Should You Buy Alibaba Now?
Alibaba’s remarkable 50% surge over the past month has reignited interest in the stock, but the key question remains: can the rally continue? While short-term technical indicators suggest the stock is overbought, its underlying fundamentals and valuation indicate that further upside remains possible. The company’s aggressive push into AI, particularly through its cloud division and a potential Apple partnership, positions it as a major player in the evolving AI landscape. Additionally, the prospect of Chinese government stimulus reaching consumers could provide a much-needed boost to its e-commerce business, which has struggled in recent quarters. At the same time, tariff concerns and ongoing U.S.-China tensions remain a potential overhang, but if Alibaba can continue diversifying its revenue streams and leveraging AI-driven growth, these risks may be mitigated.

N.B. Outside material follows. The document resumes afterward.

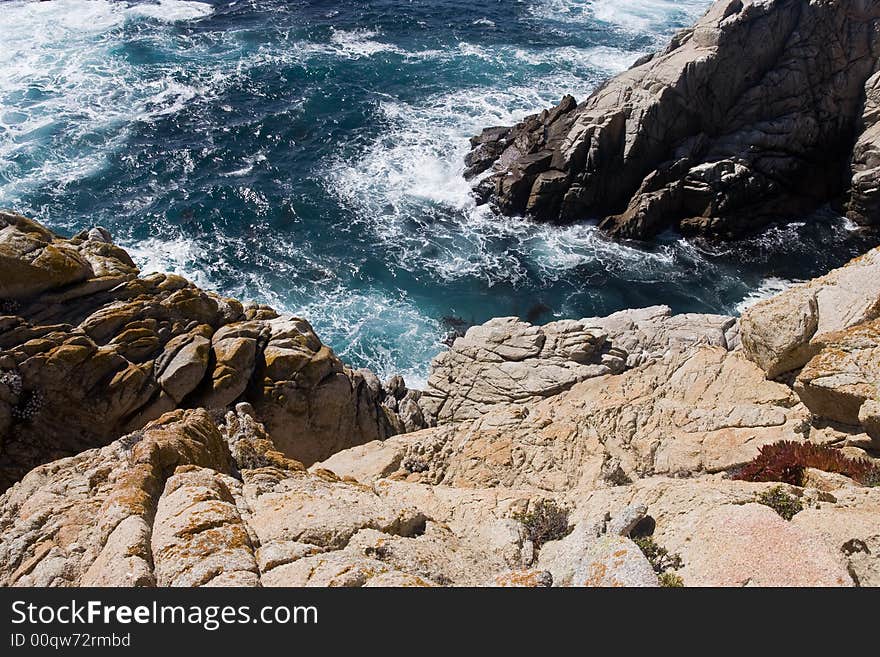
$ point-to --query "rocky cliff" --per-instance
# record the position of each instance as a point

For investors, the upcoming earnings report on February 20 will be a crucial moment to assess Alibaba’s trajectory. A short-term pullback around earnings could present a compelling buying opportunity, particularly if the stock retraces toward key support levels. However, given the company’s current valuation, long-term investors may not need to wait for a dip to initiate a position. With its cloud and AI businesses showing strong momentum, and the potential Apple partnership serving as a significant catalyst, Alibaba is positioning itself for sustained growth. The stock may still have room to run, and those who believe in its long-term AI potential might find it prudent to start accumulating shares now, while remaining mindful of any macroeconomic or geopolitical developments that could impact sentiment.